Democratic Senator Cory Booker abandons Race for White House
New Jersey Senator Cory Booker on Monday, 13, left the democratic party nomination for the White House in the November elections against current U.S. President Donald Trump, who is trying to re-election. The financing of his campaign was one of the main factors for the suspension of his pre-campaign candidacy.
"Our campaign has reached the point where we need more money. Money that we don't have and that's harder to get because I won't be in the next debate," he said in a statement released Monday. On the other hand, African-American Booker could not climb the polls, stable 1.8% of voting intentions.
The main pre-candidates still in the Democratic race are former U.S. Vice President Joe Biden,Senators Bernie Sanders and Elizabeth Warren. New York businessman and former Mayor Michael Bloomberg, with own funding and Wall Street taxpayers, has the potential to rise in the polls.
With Booker's departure, the 12 suitors to the Democratic nomination to run for the White House have become less diverse. Among the pre-candidates still vying, only Deval Patrick, former governor of Massachusetts, is black.

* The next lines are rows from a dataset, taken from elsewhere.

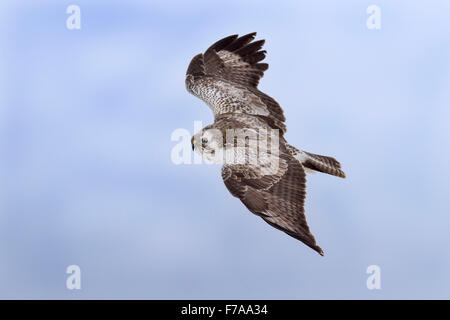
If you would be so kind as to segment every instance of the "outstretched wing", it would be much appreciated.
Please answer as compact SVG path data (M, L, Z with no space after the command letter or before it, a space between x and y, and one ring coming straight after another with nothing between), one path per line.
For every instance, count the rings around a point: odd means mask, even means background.
M302 165L282 154L276 174L255 172L258 170L251 166L225 165L222 178L230 193L251 212L323 255L305 217L306 178Z
M285 132L280 105L257 89L269 65L261 63L266 55L261 50L264 40L253 41L255 35L228 36L204 54L196 55L186 72L186 88L205 101L215 117L224 113L251 114Z

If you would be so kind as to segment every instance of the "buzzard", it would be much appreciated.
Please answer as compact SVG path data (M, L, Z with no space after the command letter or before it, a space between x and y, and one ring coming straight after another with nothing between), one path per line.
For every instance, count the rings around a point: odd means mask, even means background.
M264 40L255 35L228 36L191 60L186 88L214 114L214 123L192 137L192 149L223 164L225 186L251 212L323 256L305 217L305 172L345 174L336 159L286 142L283 110L258 90L268 64L261 62Z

Booker tried to build his campaign around a union message. He has always repeated that the November election "will not be a referendum on Donald Trump," but a consultation on "who we should be to each other."
In addition to Booker, two other pre-candidates suspended their campaigns earlier this year: Former Housing Secretary Julian Castro and writer Marianne Williamson. The party's primary begins in February, when Democratic voters go to the polls in Iowa. The process only ends on June 6, when the results of the polls in the Virgin Islands are accounted for.